左では緑色の部分が、右ではモノクロとなっています。エディション番号が一つ違いでも作品は、違った摺りになっています。
(パンフレットからとったので少しわかりにくいかもしれませんが。)

食卓Ⅱ については、色違いの作品も展示されていました。



世田谷美術館2階の常設展示には、難波田龍起 生の記憶2 という3枚続きの大作が展示されていました。
生の記憶には1,2,3と3つのバージョンがあります。この作品を制作中のころは度々アトリエを訪問する機会があり、価格も聞かずに無謀にも購入を申し込んだのでした。するとすでに宇都宮、オペラシティ、世田谷と予約されているということで、代わりに世田谷美術展に出品中の作品を君に譲ろうと言われたのでした。
早速その足で見に来ると茶色い「秋の詩」という50号の作品でした。先生は私の懐を考えてくださったのでした。(「秋の詩」はOさんが寄託されて川越市立美術館に展示されています。)
ところがその横に斉藤真一の旅芸人の大作が展示されていたのです。こちらも無謀にもほしいと思ったのですが、ちょうどそのとき斉藤先生が亡くなられて果たせませんでした。

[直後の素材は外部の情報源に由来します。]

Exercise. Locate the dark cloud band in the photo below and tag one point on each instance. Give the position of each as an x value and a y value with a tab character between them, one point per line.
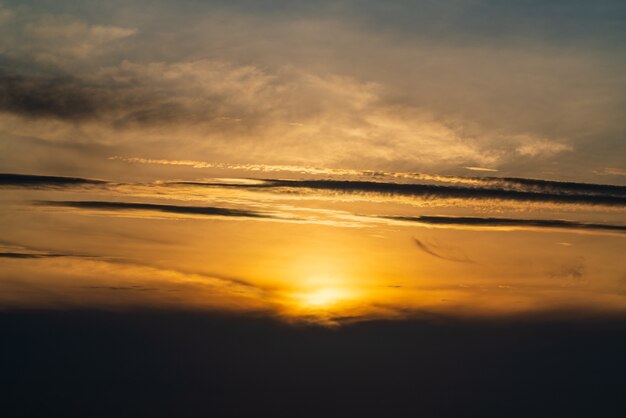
176	209
27	180
432	191
508	222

「生の記憶2」 の近くのコの字型の展示コーナーには向い合わせで、石川滋彦と南大路一の作品が展示されていました。
このお二人は何かと気になる画家で、同時に展示されているのは幸運でした。
世田谷区は200万人の住人がいるとかで一つの県並の大きさがあります。当然画家も多く、世田谷美術展といえども侮れません。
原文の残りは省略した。